Hz. Peygamber'in bir gün mescide girdiğinde cemaatin bir kısmını dua ve zikirle, diğer bir kısmını ilimle meşgul halde görüp. "Ben muallim olarak gönderildim" diyerek ilimle meşgul olanların yanına oturması Asr-ı saadette mescidin eğitim ve öğretim alanındaki fonksiyonunu göstermeye yeterlidir. Hatîb el-Bağdadî, ilim meclisinin zikir meclisine üstünlüğü hakkında bir konu açarak buna dair rivayetleri sıralar. Mescidin bu fonksiyonunun İslam'dan önceye giden bir geçmişi vardır. İmran'ın karısının, doğacak çocuğunu mescidde yetiştirilmek üzere adaması (Al-ı İmran 3 35-37) Mescid-i Aksa'nın buna uygun bir planı olduğunu gösterir.

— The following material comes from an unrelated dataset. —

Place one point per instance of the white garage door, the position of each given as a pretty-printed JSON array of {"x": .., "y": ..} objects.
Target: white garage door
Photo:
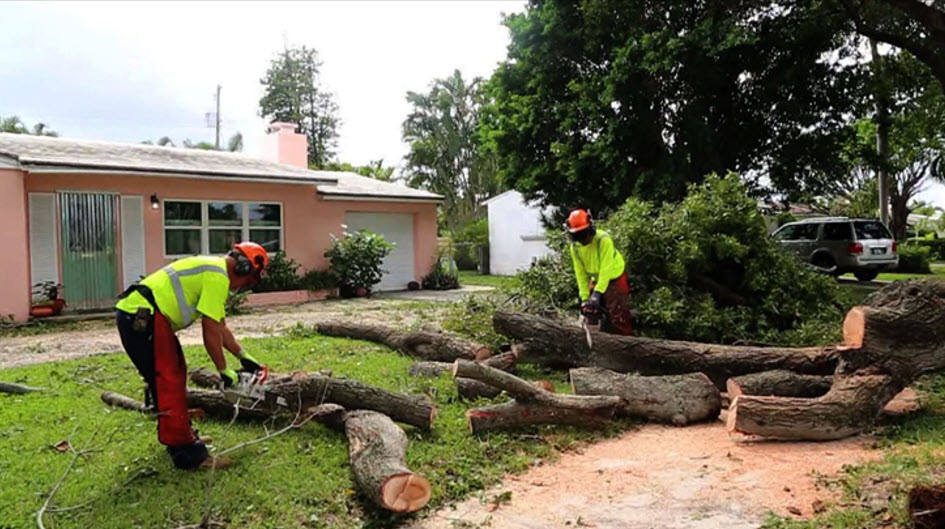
[{"x": 397, "y": 228}]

İslam'da ilk eğitim ve öğretim faaliyetleri Mekke döneminde Darülerkam'da başlamış, Medine'de Mescid-i Nebevinin inşasından sonra buna hız verilmiştir. Mesciddeki öğretim faaliyetleri "meclis" kelimesiyle ifade edilir. Hz. Peygamberin Mescid-i Nebevideki derslerine "meclisü'l-ilm" denilmiştir
Mescidde eğitim ve öğretim sadece erkeklere münhasır değildi: kadınlar için de Mescid-i Nebevide bir gün tahsis edilmişti. Kadınların dinî konulardaki geniş kültürleri, kendilerine Hz. Ömer gibi sertliğiyle tanınan bir halifeye çekinmeden itiraz edebilme cesareti vermiştir. Nitekim Hz. Ömer, mehirlere sınırlama getiren kararından bir hanımın itirazı üzerine vazgeçmiştir.
Mezhep imamları camide yetişmişler ve buralarda ders okutmuşlardır. İmam Şafiî küçük yaşlarda mescitlerdeki ders halkalarına katılmış, daha sonra buralarda ders vermiştir. Ebü Hanîfe kendi mescidinde ders okutur, talebelerinin mescidde yüksek sesle müzakere yapmalarına müsaade ederdi. İmam Malik Mescid-i Nebevide, Hasan-ı Basri Basra Camii'nde öğretimle meşgul olmuşlardır. Tefsir, hadis, tarih, mantık, matematik. cebir, tıp alanlarında oldukça bilgi sahibi olan Taberî gününün bir kısmını eser yazmaya, bir kısmını mescidde ders vermeye ayırırdı.
Mescidler sadece dinî eğitim ve öğretimin yapıldığı yerler değildi. Kur'an ve hadisi anlamadaki öneminden dolayı daha ilk asırlardan itibaren edebiyat, bilhassa eski Arap şiiri de bu derslerin konuları arasına girmiştir. Camilerde nazarî tıp dersleri dahi verilmiştir. Mesela V. (XI.) yüzyılda Hakim-Biemrillah devrinde İbnü'l-Heysem Ezher Camii'nde tıp dersleri veriyordu.
Camilerin eğitim ve öğretim mahalli olarak kullanılması geleneği Osmanlılarda da başlangıçtan beri benimsenen ve devam ettirilen bir uygulama olmuştur. Osmanlı medreselerinde mevcut odalarda (hücreler) öğrenci ikamet etmekte, medrese dershanesinde belirli dersleri görmekte, bunun dışında genel dersleri camilerde takip etmekteydi.
Osmanlı döneminde şehir, kasaba ve köylerde sübyan mektebi olmayan yerlerde camilerin çocukların eğitimi için okul olarak kullanılması çok yaygındı. Bu gelenek, özellikle 1950'lerden itibaren yaz aylarında ilkokul öğrencilerine camilerde Kur an öğretilmesi ve bazı sürelerin ezberletilmesi şeklinde devam etmektedir.
Camiler ve Din Görevlileri haftası tüm imamlara ve müezzinlere hayırlı olsun.